Der Wochenanfang begann mit einem Schrecken für alle Kunden, die ausgerechnet zu diesem Zeitpunkt mit ihrer Heizölbestellung „zuschlagen“ wollten. Der Preis schoss dank der schlechten Nachrichten aus Krim steil in die Höhe.

Bisher ist es zur Lage Krim beim ersten Schrecken geblieben. Die Märkte reagierten wie gewohnt „hypernervös“ und an den meisten Handelsplätzen brachen die Aktien- und Handelswerte teils heftig ein. Einzig die Krisenwährung Gold legte am Montag zu, musste bis zum Mittwoch jedoch wieder einige Punkte abgeben.

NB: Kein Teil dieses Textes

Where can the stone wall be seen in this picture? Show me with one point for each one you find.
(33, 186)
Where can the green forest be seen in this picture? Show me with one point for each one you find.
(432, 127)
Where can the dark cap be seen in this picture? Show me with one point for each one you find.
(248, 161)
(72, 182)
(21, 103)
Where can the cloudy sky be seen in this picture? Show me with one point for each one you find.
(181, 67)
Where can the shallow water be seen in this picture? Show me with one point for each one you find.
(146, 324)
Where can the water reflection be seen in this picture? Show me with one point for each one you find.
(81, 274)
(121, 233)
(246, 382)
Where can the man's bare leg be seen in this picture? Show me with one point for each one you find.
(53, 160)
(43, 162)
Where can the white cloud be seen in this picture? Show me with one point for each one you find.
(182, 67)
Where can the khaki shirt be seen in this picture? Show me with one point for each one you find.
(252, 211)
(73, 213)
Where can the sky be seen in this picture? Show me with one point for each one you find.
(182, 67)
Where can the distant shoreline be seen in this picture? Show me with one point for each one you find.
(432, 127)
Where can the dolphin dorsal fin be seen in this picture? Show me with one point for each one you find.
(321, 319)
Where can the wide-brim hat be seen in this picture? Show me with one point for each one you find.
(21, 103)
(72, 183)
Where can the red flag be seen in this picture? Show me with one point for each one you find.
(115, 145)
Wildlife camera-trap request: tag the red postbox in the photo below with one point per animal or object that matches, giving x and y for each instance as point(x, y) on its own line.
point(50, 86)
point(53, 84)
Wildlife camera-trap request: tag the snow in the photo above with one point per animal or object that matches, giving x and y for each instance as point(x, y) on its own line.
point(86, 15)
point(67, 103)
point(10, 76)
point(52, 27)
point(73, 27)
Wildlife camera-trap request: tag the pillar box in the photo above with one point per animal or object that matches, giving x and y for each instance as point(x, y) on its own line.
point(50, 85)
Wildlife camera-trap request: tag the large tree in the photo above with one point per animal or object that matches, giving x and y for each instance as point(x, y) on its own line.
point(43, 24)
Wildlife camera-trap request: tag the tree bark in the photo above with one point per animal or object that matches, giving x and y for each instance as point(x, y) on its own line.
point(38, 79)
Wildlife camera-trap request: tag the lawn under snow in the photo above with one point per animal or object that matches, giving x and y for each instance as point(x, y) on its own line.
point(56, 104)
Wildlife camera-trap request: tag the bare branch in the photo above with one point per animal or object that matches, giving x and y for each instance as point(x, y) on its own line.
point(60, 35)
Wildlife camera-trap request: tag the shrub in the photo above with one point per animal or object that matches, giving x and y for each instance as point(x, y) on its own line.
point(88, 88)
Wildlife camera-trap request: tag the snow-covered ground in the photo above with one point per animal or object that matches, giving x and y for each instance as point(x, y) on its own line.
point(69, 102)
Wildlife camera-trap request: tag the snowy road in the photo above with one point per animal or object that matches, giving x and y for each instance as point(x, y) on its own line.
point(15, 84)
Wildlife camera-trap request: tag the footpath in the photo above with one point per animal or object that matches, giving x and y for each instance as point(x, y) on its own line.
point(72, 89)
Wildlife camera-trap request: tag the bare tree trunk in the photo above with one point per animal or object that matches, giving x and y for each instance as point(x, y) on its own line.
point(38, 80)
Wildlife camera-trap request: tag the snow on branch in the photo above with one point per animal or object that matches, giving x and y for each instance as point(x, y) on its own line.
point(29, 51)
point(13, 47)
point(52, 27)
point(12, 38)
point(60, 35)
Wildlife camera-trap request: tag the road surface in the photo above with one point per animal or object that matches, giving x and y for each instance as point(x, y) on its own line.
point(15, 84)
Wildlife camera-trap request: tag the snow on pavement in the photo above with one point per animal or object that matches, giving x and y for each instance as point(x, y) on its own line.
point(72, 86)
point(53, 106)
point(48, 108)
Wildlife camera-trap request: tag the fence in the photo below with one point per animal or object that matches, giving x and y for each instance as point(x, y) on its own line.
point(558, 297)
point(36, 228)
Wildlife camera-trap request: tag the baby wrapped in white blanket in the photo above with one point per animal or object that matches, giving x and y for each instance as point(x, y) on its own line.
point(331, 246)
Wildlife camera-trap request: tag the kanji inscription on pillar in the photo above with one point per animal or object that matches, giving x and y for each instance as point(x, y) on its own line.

Das Krisengebiet Krim wird derzeit nur auf politischer Ebene ausgefochten, man zeigt sich gegenseitig die spitzen Zähne und spielt mit den Muskeln. Die Märkte beruhigten sich bis zum Mittwoch zusehends. Die Krisenstimmung an den Handelsplätzen ist langsam abgesunken.

Der steile Anstieg und der beinahe ebenso rasante Preisabstieg bei Heizöl innerhalb kürzester Zeit, zeigen sehr eindrucksvoll, dass bereits das kleinste Signal ausreicht, um die gegenwärtige Kursrichtung ins Gegenteil zu drehen. „Ein falsches Zeichen“ und die Spekulation auf weiter fallende Heizölpreise vom Vortag sind in Rauch aufgegangen. Offenbar wollten sich zahlreiche Verbraucher nicht auf dieses „Glücksspiel“ einlassen und griffen am Montag beherzt zu. Die Bestellungen lagen lt. heizoel24.de um das Dreifache höher als noch am Montag der vorherigen Woche.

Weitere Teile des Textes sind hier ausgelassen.